Generate State Value Groupings for Chartbook Maps
=======

*Brian Dew*<br>
*September 17, 2017*<br>
*@bd_econ*

In [1]:
# Import preliminaries
import requests
import pandas as pd
import config   ## File with API key
api_key = config.key

# Load list of state names and postal abbreviations
states = pd.read_csv('state_abbrevs.csv').set_index('State')

## Mapping state-level changes to real GDP

Data source: U.S. Bureau of Economic Analysis

https://www.bea.gov/newsreleases/regional/gdp_state/qgsp_newsrelease.htm

In [2]:
# Components of request
base = 'https://www.bea.gov/api/data/?&UserID={}'.format(api_key)
m = '&method=GetData'
dsn = '&datasetname=RegionalProduct'
ind = '&IndustryId=1'
comp = '&Component=RGDP_SQN'
geo = '&GeoFIPS=STATE'
year = '&Year=LAST5'
fmt = '&ResultFormat=json'

# Combined url for request
url = '{}{}{}{}{}{}{}{}'.format(base, m, dsn, ind, comp, geo, year, fmt)

In [3]:
# Make request and load data into pandas dataframe, show last 5 obs
r = requests.get(url).json()
df = pd.DataFrame(r['BEAAPI']['Results']['Data'])
df = df[df['GeoName'].isin(states.index)]
df['date'] = pd.to_datetime(df['TimePeriod'])
df = df.sort_values(['GeoName', 'date'])
df = df.set_index(['GeoName', 'date'])['DataValue']
df = df.apply(pd.to_numeric, errors='coerce').unstack(0)

In [4]:
# Calculate growth rate by state
for s in df.keys():
    df[s] = ((1 + (df[s] - df[s].shift(1))/df[s].shift(1))**4 - 1) * 100

In [5]:
date = '{} Q{}'.format(df.index[-1].year, df.index[-1].quarter)
df1 = df.tail(1).stack().reset_index()[['GeoName', 0]]
df1['Abbrev'] = df1['GeoName'].map(states.to_dict()['Abbreviation'])
df1 = df1.set_index('GeoName').set_value('Michigan', 'Abbrev', 'MI, SP')

gdp_rng = [(-10, -5), (-5, -2), (-2, 0), (0, 2), (2, 5), (5, 10)]

In [6]:
for i, val in enumerate(gdp_rng):
    print(', '.join(df1[(df1[0] > val[0]) & 
                       (df1[0] <= val[1])]['Abbrev'].values))


IA, NE, SD
HI, KS, MN, MT
AL, AK, AZ, AR, CA, CO, CT, DE, DC, FL, GA, IL, IN, KY, LA, ME, MA, MI, SP, MS, MO, NV, NH, NJ, NY, NC, ND, OH, OK, OR, PA, RI, SC, TN, UT, VT, WY
ID, MD, NM, TX, VA, WA, WV, WI



## Employment-Population Ratio by State

In [10]:
data_url = 'https://www.bls.gov/web/laus/ststdsadata.txt'

cols = ['State', 'Pop', 'LF', 'LFsh', 'Empl', 'EPOP', 'Unempl', 'Unrate']

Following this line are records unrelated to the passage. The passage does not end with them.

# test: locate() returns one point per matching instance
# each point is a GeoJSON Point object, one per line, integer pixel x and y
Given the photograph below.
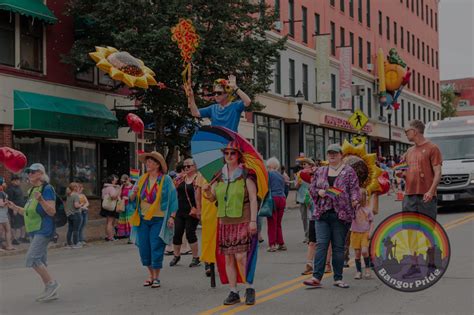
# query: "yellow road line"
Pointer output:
{"type": "Point", "coordinates": [274, 295]}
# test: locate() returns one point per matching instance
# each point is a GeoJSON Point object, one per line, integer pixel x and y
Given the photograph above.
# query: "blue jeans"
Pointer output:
{"type": "Point", "coordinates": [150, 245]}
{"type": "Point", "coordinates": [330, 229]}
{"type": "Point", "coordinates": [74, 222]}
{"type": "Point", "coordinates": [85, 217]}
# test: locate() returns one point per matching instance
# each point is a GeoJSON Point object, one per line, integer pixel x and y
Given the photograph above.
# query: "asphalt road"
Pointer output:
{"type": "Point", "coordinates": [106, 278]}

epop_rng = [(50, 55), (55, 60), (60, 65), (65, 70), (70, 80)]

In [11]:
df = pd.read_table(data_url, header=None).iloc[-54:].reset_index()[0]
month = df[0].strip()
df = df[1:]
df = df.str.strip().str.split('\s\s+', expand=True)
df.columns = cols
df['State'] = [s.split(' .')[0] for s in df['State']]
df = df[(~df['State'].str.contains('city')) & 
        (~df['State'].str.contains('County'))]
df['Abbr'] = df['State'].map(states.to_dict()['Abbreviation'])
df['Abbr'] = df['Abbr'].str.replace('MI', 'MI, SP')
df['EPOP'] = df['EPOP'].astype(float)

In [12]:
for i, val in enumerate(epop_rng):
    print(', '.join(df[(df['EPOP'] > val[0]) & 
                       (df['EPOP'] <= val[1])]['Abbr'].values))

AL, LA, MS, NM, WV
AZ, AR, CA, DE, FL, KY, MI, SP, NV, NY, NC, OH, OK, PA, SC, TN
AK, CT, GA, HI, ID, IL, IN, KS, ME, MA, MO, MT, NJ, OR, RI, TX, VT, VA, WA, WY
CO, DC, IA, MD, MN, NE, NH, SD, UT, WI
ND


## Unemployment Rate by State

In [13]:
lau_url = 'https://download.bls.gov/pub/time.series/la/'
data_url = '{}la.data.3.AllStatesS'.format(lau_url)
state_url = '{}la.state_region_division'.format(lau_url)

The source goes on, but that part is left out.